E l'ipotesi che esistano modelli metafisici che guidino il divenire naturale, è del tutto campata in aria e arbitrariamente proposta senza alcun fondamento razionale, sulla base di mere analogie superficiali e non criticamente fondate.


CARLO
Chiacchiere! Definiscimi il termine "modello", e poi ne riparliamo.
CitazioneNo, scusa, ma fino a prova contraria sei tu che affermi le teorie "modellistiche o archetipiche platonico-jungiane".
Comunque che cosa sono, se non una definizione, le mie parole di cui sopra <<Invece le "strutture archetipiche" non sono che (spesso forzate, in varia misura arbitrarie ed errate; talora interessanti e con elementi di verità) astrazioni nell'ambito delle credenze presenti nelle varie culture, razionalmente riconducibili in ultima analisi ai caratteri generali, etologici (almeno in arte non esclusivamente umani) del comportamento umano, così come sono, in maggiore o minor misura a seconda dei casi, "culturalmente declinati">>?



Cit.
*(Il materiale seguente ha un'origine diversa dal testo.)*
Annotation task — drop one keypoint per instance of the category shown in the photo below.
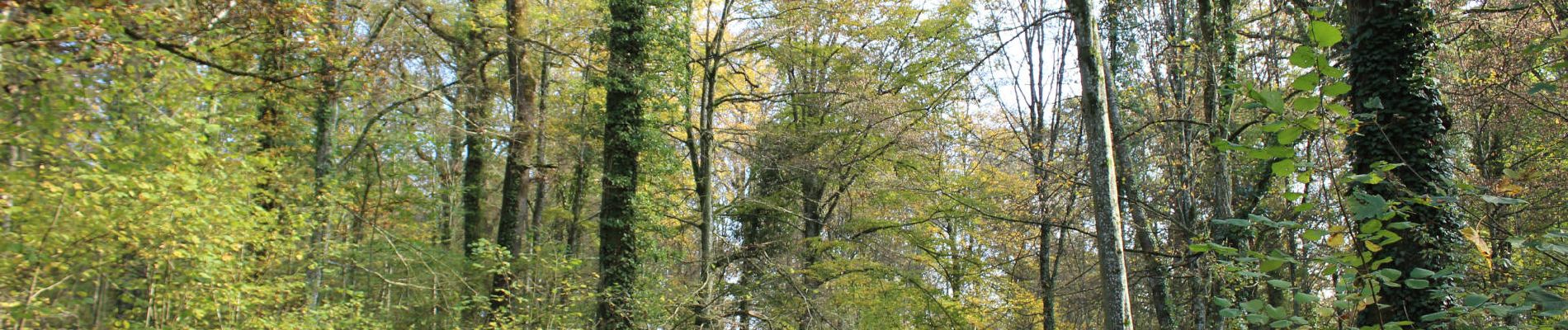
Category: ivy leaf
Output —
(1306, 82)
(1543, 88)
(1303, 104)
(1303, 57)
(1230, 314)
(1474, 300)
(1324, 33)
(1501, 200)
(1283, 167)
(1223, 302)
(1270, 265)
(1415, 284)
(1301, 298)
(1315, 233)
(1374, 104)
(1336, 90)
(1289, 134)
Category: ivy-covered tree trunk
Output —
(324, 116)
(1402, 120)
(623, 143)
(515, 180)
(470, 101)
(1128, 183)
(1101, 166)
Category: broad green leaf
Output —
(1303, 57)
(1324, 33)
(1306, 82)
(1315, 233)
(1270, 265)
(1289, 134)
(1474, 300)
(1501, 200)
(1283, 167)
(1303, 104)
(1415, 284)
(1336, 90)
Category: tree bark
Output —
(474, 146)
(324, 116)
(1391, 45)
(1101, 166)
(623, 129)
(515, 180)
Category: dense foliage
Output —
(783, 165)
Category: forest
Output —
(784, 165)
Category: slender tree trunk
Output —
(475, 113)
(705, 162)
(515, 180)
(1128, 183)
(1390, 61)
(1103, 176)
(322, 165)
(623, 129)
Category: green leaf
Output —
(1301, 298)
(1238, 223)
(1543, 88)
(1315, 233)
(1270, 265)
(1371, 225)
(1333, 73)
(1230, 314)
(1223, 302)
(1415, 284)
(1306, 82)
(1303, 104)
(1501, 200)
(1283, 167)
(1303, 57)
(1324, 33)
(1200, 248)
(1254, 305)
(1374, 104)
(1367, 207)
(1289, 134)
(1474, 300)
(1336, 90)
(1367, 179)
(1339, 110)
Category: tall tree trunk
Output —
(515, 180)
(474, 106)
(1101, 165)
(324, 116)
(540, 183)
(623, 129)
(1390, 61)
(703, 162)
(1128, 183)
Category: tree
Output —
(623, 143)
(1103, 167)
(515, 182)
(1404, 122)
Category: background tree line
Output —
(783, 165)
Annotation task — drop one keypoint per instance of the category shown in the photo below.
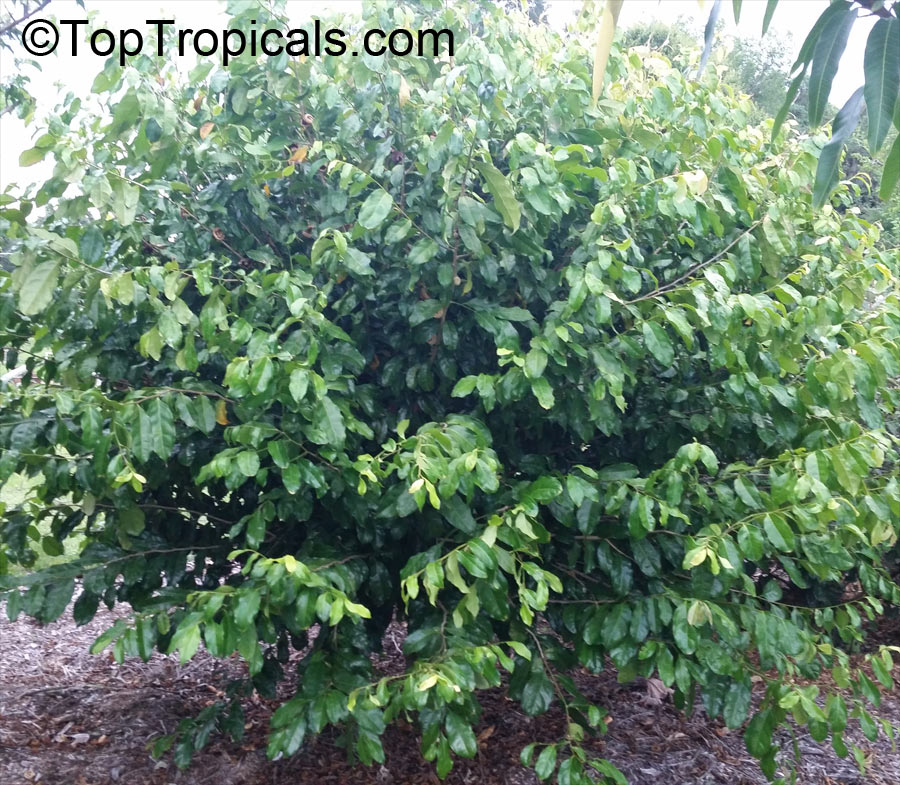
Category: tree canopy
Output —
(315, 345)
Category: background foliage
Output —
(314, 345)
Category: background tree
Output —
(314, 344)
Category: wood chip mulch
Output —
(69, 718)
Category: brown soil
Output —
(69, 718)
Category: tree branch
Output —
(27, 15)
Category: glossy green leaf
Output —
(502, 191)
(882, 72)
(826, 57)
(375, 209)
(828, 169)
(38, 288)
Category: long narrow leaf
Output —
(826, 57)
(804, 57)
(611, 11)
(891, 172)
(767, 17)
(788, 101)
(709, 35)
(830, 158)
(882, 70)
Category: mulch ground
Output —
(69, 718)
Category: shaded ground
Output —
(68, 718)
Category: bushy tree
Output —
(314, 344)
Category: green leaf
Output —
(767, 16)
(502, 192)
(658, 343)
(758, 735)
(709, 35)
(38, 288)
(92, 245)
(460, 735)
(248, 463)
(331, 421)
(737, 703)
(545, 765)
(32, 156)
(891, 173)
(246, 607)
(261, 375)
(779, 532)
(132, 520)
(124, 203)
(543, 392)
(828, 169)
(464, 386)
(537, 694)
(299, 384)
(826, 57)
(162, 427)
(375, 209)
(882, 72)
(535, 362)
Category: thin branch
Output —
(28, 14)
(695, 269)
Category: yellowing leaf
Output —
(299, 155)
(611, 11)
(403, 92)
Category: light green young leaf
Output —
(38, 287)
(657, 342)
(375, 209)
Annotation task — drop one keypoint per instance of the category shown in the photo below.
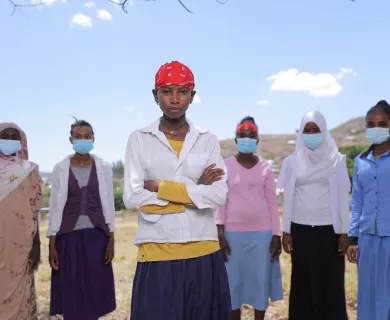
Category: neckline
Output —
(241, 166)
(89, 178)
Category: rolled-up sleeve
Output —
(134, 194)
(215, 195)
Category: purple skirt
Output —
(83, 287)
(191, 289)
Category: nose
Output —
(175, 98)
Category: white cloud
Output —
(197, 99)
(90, 4)
(81, 20)
(46, 2)
(129, 108)
(129, 3)
(316, 84)
(263, 102)
(104, 15)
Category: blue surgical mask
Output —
(312, 141)
(9, 147)
(246, 145)
(378, 135)
(82, 146)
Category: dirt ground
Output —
(124, 267)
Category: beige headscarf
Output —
(13, 169)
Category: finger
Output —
(224, 255)
(210, 167)
(229, 251)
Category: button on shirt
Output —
(371, 195)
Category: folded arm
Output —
(214, 195)
(134, 194)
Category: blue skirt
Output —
(253, 277)
(83, 287)
(374, 278)
(190, 289)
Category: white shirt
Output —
(339, 187)
(149, 156)
(312, 202)
(59, 193)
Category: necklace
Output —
(172, 132)
(82, 164)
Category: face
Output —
(311, 128)
(82, 133)
(174, 100)
(377, 119)
(10, 134)
(247, 133)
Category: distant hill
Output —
(278, 147)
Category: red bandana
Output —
(174, 74)
(247, 125)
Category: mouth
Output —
(174, 110)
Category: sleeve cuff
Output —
(353, 241)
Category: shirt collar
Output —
(154, 128)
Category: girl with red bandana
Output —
(249, 226)
(175, 178)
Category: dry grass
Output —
(124, 267)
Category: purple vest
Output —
(83, 201)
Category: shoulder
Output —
(210, 138)
(288, 161)
(102, 163)
(230, 161)
(63, 164)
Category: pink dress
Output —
(251, 218)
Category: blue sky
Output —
(271, 59)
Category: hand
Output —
(275, 247)
(225, 248)
(110, 250)
(53, 258)
(287, 243)
(210, 175)
(353, 254)
(152, 185)
(343, 244)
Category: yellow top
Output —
(177, 194)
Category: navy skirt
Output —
(83, 287)
(190, 289)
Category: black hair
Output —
(80, 123)
(381, 106)
(248, 119)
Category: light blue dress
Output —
(371, 224)
(253, 277)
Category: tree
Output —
(19, 4)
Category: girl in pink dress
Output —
(249, 226)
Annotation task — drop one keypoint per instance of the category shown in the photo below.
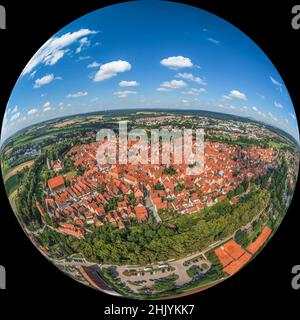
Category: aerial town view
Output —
(147, 229)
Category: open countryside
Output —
(151, 231)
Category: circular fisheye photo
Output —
(150, 158)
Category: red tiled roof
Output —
(56, 182)
(258, 243)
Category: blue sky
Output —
(149, 54)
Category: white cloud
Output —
(32, 111)
(111, 69)
(173, 84)
(83, 43)
(124, 94)
(15, 109)
(177, 62)
(15, 116)
(32, 74)
(194, 91)
(272, 116)
(77, 94)
(278, 105)
(94, 65)
(44, 80)
(259, 112)
(82, 58)
(191, 77)
(214, 41)
(129, 84)
(47, 104)
(54, 49)
(163, 89)
(235, 94)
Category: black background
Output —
(263, 287)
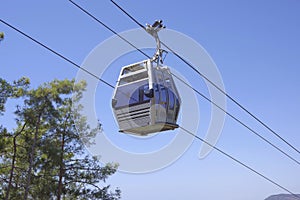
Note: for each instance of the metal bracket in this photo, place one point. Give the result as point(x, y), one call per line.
point(153, 30)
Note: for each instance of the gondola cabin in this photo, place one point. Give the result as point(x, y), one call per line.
point(145, 99)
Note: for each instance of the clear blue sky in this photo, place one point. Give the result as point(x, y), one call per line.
point(255, 45)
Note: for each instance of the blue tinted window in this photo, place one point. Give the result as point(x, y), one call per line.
point(171, 100)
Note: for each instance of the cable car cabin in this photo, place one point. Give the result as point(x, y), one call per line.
point(145, 99)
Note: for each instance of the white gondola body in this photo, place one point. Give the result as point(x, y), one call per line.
point(145, 99)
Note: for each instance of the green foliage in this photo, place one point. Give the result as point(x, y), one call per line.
point(44, 157)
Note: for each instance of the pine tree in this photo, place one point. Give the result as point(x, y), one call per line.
point(44, 157)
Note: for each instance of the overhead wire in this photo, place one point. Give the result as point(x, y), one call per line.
point(224, 153)
point(106, 83)
point(213, 84)
point(206, 98)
CARLO
Altro ragionamento alla rovescia. "Percepire" pre-suppone l'esistenza di un soggetto che percepisce e di un oggetto che è la causa della percezione.
1 - senza un soggetto percipiente non esiste percezione;


SGIOMBO
E chi lo dice? Platone? Jung?

CARLO
No, me lo devi dire tu. Cosa intendi per "percezione"?
CitazioneNo guarda che di solito l' onere della prova spetta a chi afferma con certezza, non a chi mette in dubbio.
 
Le percezioni sono ciò di cui meno che di qualsiasi altra "cosa" (ente o evento) é possibile dubitare: tutto ciò di cui si ha immediata consapevolezza (allorché sono reali, accadono; e ***se*** hanno realmente oggetti e un soggetto, questi -che si presume siano reali anche indipendentemente da esse, anche se e quando esse non lo sono- sono "altro", diversi enti e/o eventi che esse: negare questa affermazione sarebbe cadere in una platealissima contraddizione!).



Cit. CARLO
2 - un soggetto può avere una falsa percezione (allucinazione o proiezione), cioè può percepire come reale e concreto qualcosa che invece è solo la proiezione di un contenuto che appartiene alla sua sfera inconscia. Ergo, la percezione è l'ultima cosa da considerare certa, se non è mediata dall'interpretazione attiva del soggetto.
CitazioneA parte il fatto che "percezione che appartiene alla sfera inconscia" é una contraddizione in termini, qui porti acqua al mio mulino: se la percezione può benissimo essere solo la proiezione di un contenuto soggettivo, senza oggetto, allora gli oggetti delle percezioni non sono certi essere reali, potrebbero benissimo non esserlo (come anche il soggetto, peraltro).
 
La conseguenza inevitabile delle tue considerazioni sulle allucinazioni é che casomai la realtà dell' oggetto della percezione, da essa diverso, e non la percezione stessa, è l'ultima cosa da considerare certa, se non è mediata dall'interpretazione attiva [e veritiera, N.d.R.] del soggetto: se l' allucinazione accade, essa é realmente una percezione (allucinatoria); sono invece i suoi pretesi oggetti a non essere reali!



SGIOMBO
E' coerente, logicamente corretta, l'ipotesi che tutto ciò che accade siano le percezioni (da parte di nessuno; non aventi alcun soggetto, così come le allucinazioni sono percezioni di niente, non aventi alcun oggetto).

CARLO
Se rileggi meglio, capirai che io non ho detto che le allucinazioni e le proiezioni siano <<percezioni di niente>>.
Pertanto fammi un esempio reale di <<percezione da parte di nessuno>>.
CitazioneA sì?
Dunque per te se uno in un deserto ha l' allucinazione di "qualcosa" come un' oasi, l' oasi da costui vista (la cui visione da parte sua <<non é percezione di niente>> di reale) é qualcosa di reale e non invece niente di reale?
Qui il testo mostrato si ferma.